Des garanties financières inédites présentées par les repreneurs
Les futurs propriétaires, regroupés autour de Sparta Capital, ont sorti l’artillerie lourde. James Bord, Evan Sofer et Jérémy Green, le patron du fonds Redmile Group, ont versé 10,6 millions d’euros sur un compte séquestre pour régler les arriérés et garantir toute la saison 2026-2027. Ils ont aussi une ligne de crédit de 10 millions d’euros chez JP Morgan et s’engagent à ajouter 20 millions pour éponger les dettes du plan de continuation. Pierre-Olivier Sur, l’avocat qui a déjà défendu Kylian Mbappé contre le PSG, mène la défense avec Thomas Clay et Stéphane Bonichot. « La relégation ne résulte que de dérives financières. Elle a été actée en dépit d’une conciliation qui s’est déroulée sans qu’on ait pu faire valoir notre viabilité financière nouvelle. C’est une erreur de procédure. Ils auraient dû nous donner l’occasion de la démontrer », a-t-il déclaré. Dominique Delport, l’ancien journaliste de M6 devenu dirigeant chez Havas et proche de Vincent Bolloré, sera là en tant que futur président pressenti. Les conseils de Gérard Lopez et du club les accompagneront. Ces montants visent à prouver que le dossier n’a plus rien à voir avec celui examiné il y a quelques semaines.

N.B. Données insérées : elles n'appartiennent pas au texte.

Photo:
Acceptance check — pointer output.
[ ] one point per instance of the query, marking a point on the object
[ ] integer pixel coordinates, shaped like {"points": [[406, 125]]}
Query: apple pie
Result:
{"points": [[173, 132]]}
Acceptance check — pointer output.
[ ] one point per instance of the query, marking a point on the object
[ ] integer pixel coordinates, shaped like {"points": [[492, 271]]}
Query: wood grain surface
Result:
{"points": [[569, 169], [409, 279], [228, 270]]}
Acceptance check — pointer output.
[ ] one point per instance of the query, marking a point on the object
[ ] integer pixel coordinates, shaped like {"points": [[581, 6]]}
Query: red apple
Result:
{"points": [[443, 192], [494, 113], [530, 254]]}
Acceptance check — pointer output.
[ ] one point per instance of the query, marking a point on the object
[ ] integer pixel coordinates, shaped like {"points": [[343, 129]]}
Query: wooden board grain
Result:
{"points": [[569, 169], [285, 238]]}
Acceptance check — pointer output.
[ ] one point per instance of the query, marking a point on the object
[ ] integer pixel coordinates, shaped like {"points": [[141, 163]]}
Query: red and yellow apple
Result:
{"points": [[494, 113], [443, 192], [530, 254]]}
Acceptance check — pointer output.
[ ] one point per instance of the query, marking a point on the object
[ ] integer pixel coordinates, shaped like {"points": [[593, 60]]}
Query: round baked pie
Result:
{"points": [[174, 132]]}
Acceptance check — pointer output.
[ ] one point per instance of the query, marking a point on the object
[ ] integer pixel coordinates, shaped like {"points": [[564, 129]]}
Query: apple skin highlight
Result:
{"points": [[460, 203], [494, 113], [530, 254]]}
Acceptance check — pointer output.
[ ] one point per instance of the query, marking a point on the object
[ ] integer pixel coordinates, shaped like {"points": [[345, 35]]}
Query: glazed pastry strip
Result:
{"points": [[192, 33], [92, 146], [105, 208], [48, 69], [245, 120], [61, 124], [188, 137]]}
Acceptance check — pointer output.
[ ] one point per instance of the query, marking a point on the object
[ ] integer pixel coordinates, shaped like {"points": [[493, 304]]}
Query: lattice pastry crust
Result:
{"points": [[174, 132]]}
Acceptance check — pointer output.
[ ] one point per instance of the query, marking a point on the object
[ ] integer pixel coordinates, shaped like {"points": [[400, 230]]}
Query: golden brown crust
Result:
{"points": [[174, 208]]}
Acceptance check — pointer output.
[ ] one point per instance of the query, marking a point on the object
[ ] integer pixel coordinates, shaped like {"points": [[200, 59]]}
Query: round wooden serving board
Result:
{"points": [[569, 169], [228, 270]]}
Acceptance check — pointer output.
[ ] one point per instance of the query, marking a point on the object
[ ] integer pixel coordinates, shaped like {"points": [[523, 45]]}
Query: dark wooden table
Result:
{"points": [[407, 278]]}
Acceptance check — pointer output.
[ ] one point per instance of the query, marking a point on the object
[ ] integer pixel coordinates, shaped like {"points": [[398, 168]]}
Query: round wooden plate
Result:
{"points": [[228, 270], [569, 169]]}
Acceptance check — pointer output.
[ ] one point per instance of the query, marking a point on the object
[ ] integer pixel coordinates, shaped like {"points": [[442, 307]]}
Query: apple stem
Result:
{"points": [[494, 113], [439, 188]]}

Le club réclame un nouveau passage devant la DNCG
Les Girondins ne se contentent pas de demander la suspension. Ils veulent aussi que le juge ordonne au Comité exécutif de la FFF de renvoyer le dossier à la DNCG pour un nouvel examen. Après les jours de lobbying intensif de Delport pour vendre le projet, cette audience montre que les repreneurs ont pris les commandes. On parle d’un club six fois champion de France, sacré en 1950, 1984, 1985, 1987, 1999 et 2009, qui risque de se retrouver en sixième division. Les supporters, les salariés et les joueurs qui ont encore l’espoir de jouer au niveau national retiennent leur souffle. Si le juge suit, Bordeaux pourrait encore aligner une équipe en National 1 cette saison. Sinon, c’est une page qui se tourne dans la douleur pour tout un territoire.
Les heures qui viennent vont sembler interminables au Haillan. Quoi qu’il arrive jeudi, le combat pour sauver ce club ne s’arrêtera pas à la sortie du tribunal. Le football bordelais a trop donné pour disparaître comme ça.